The Little Grandfather grunts as he walks like a Pekingese.
—Don’t tell the others, because they’ll get jealous, but you’re my favorite, the Grandfather says, winking.
—Really?
—Truly.
Eres mi cielo
. You are my sky, the Little Grandfather says, showing off his English. —Did you know I used to live in Chicago once? A long time ago, before you were even born, when I was a young man I lived with my Uncle Old in Chicago. I bet you don’t know the capital of Illinois. What’s the capital of Illinois? What’s the capital of California? What’s the capital of Alaska? Don’t they teach you anything in school?
—I don’t go to school yet.
—That’s no excuse. Why, when I was your age I knew the names of all the states in the republic and their capitals, as well as the capitals of all … What are you looking at?
—Abuelito, how did your hair get like fur?
The Little Grandfather laughs like the letter “k,” exactly the way Father laughs.

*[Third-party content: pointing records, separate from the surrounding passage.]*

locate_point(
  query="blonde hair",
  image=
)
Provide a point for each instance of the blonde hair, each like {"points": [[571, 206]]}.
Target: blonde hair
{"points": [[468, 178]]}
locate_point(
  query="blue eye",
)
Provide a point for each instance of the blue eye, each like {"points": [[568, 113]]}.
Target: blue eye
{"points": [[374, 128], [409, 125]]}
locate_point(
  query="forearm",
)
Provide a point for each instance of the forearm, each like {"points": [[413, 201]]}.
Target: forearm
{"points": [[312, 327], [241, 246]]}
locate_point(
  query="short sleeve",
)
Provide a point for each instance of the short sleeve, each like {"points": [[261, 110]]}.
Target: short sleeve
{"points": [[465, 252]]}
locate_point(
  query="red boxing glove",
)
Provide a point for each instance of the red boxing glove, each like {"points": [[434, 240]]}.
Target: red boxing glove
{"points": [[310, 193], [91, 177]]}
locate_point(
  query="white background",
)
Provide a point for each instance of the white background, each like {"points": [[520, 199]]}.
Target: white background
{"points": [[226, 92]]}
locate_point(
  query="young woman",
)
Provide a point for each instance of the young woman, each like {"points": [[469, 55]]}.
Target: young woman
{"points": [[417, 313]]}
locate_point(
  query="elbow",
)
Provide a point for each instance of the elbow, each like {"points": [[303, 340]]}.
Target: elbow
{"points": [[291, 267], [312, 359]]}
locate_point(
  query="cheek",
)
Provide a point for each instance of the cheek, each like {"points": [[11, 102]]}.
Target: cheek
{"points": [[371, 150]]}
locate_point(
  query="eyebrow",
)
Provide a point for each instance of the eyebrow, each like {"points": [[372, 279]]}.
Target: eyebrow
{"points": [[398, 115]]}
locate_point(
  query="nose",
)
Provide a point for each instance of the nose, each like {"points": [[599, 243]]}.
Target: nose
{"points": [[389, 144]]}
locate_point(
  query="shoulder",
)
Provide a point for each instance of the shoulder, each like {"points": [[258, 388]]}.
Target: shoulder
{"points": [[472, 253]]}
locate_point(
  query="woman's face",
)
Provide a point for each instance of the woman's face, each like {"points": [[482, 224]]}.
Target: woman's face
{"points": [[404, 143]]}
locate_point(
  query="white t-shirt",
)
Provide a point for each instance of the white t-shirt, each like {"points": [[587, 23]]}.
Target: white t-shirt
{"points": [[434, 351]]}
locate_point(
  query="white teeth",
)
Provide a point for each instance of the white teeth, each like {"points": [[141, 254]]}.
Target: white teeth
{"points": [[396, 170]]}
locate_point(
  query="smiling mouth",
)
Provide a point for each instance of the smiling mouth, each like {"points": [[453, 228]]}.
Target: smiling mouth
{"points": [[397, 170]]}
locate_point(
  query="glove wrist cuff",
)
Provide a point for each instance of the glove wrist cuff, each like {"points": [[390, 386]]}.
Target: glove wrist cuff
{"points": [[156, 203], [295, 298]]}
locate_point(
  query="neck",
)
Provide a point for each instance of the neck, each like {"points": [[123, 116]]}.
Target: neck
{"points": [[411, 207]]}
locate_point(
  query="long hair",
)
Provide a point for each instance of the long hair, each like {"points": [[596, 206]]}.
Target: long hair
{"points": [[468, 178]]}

—It used to be like yours. For many years. Then, when I retired, it started growing white. I dyed it at first—I was very vain once. Then one day I just let it go, just like that, and it went from shoe-polish black to
white-white-white in a matter of days. Like the snowy peaks of the twin volcanoes Popocatépetl and Iztaccíhuatl, he says, laughing. —Do you know the story of the twin volcanoes?… You don’t?!!!
—Nobody tells me anything. They say I talk too much and can’t keep a secret. That’s why they say they can’t tell me things.
—Is that right? Well, let me tell you. Izta and Popo, Izta and Popo, the Grandfather says, adjusting his cigar and looking up at the ceiling. —A Mexican love story. He clears his throat. He puts his cigar down and then picks it back up. He scratches his head.
—Once, under the sky and on the earth there was a prince and a princess. The prince’s name was Popocatépetl. You can imagine how difficult it was for his mother to shout, “Popocatéptl, Popocatépetl.” So she called him Popo for short.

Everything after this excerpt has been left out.